Las zonas urbanas ocupan menos del 1% de la superficie terrestre del planeta, pero en ellas reside más de la mitad de la población mundial. Pese al acero y cemento, las multitudes y el tráfico, las ciudades siguen siendo ecosistemas cuyo estado tiene una repercusión enorme en nuestra calidad de vida. Los ecosistemas urbanos funcionales ayudan a limpiar el aire que respiramos y el agua que consumimos, contrarrestan el efecto de isla térmica y contribuyen a nuestro bienestar al protegernos de las amenazas y darnos oportunidades de descanso y ocio. También pueden albergar una cantidad sorprendente de biodiversidad.

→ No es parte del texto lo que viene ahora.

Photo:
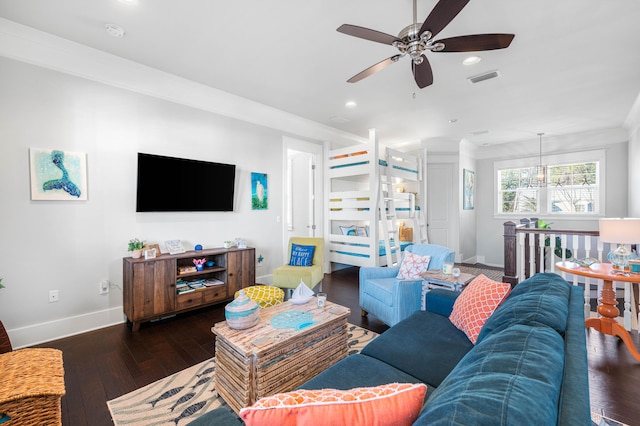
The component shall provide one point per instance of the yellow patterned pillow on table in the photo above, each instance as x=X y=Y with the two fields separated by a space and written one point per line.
x=395 y=403
x=264 y=295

Los ecosistemas urbanos simbolizan una transformación radical de las zonas naturales a las que han sustituido, que suelen presentar un alto grado de degradación. Una planificación deficiente sella los suelos, lo que deja poco espacio para la vegetación entre las viviendas, carreteras y fábricas. Los desechos y las emisiones derivadas de la industria, el tráfico y los hogares generan contaminación del suelo, hídrica y atmosférica. El crecimiento urbano incontrolado engulle cada vez más hábitats naturales y tierras agrícolas fértiles.

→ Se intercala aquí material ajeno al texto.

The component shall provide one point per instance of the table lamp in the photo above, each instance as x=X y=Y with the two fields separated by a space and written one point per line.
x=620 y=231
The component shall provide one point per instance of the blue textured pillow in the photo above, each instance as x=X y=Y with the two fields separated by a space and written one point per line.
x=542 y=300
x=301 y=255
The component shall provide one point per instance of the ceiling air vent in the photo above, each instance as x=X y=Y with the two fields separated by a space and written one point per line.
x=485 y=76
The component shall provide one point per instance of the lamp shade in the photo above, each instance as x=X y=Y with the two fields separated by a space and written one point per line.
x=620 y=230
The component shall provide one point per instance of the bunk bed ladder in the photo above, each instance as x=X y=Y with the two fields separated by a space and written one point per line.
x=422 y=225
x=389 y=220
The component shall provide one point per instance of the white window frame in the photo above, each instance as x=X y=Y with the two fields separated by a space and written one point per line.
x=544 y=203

Para restaurar los ecosistemas urbanos, es necesario que los ciudadanos y los encargados de la adopción de decisiones se conciencien y comprometan. Los espacios verdes deben gozar de un papel preponderante en la planificación urbana. Los grupos cívicos y las autoridades municipales pueden limpiar los cursos de agua, plantar árboles y crear zonas arboladas urbanas y otros hábitats para especies silvestres en parques, escuelas y otros espacios públicos. Las aceras permeables y los humedales urbanos pueden proteger frente a las inundaciones y la contaminación. Las zonas industriales contaminadas pueden rehabilitarse y convertirse en reservas naturales urbanas y lugares para la recreación y relajación.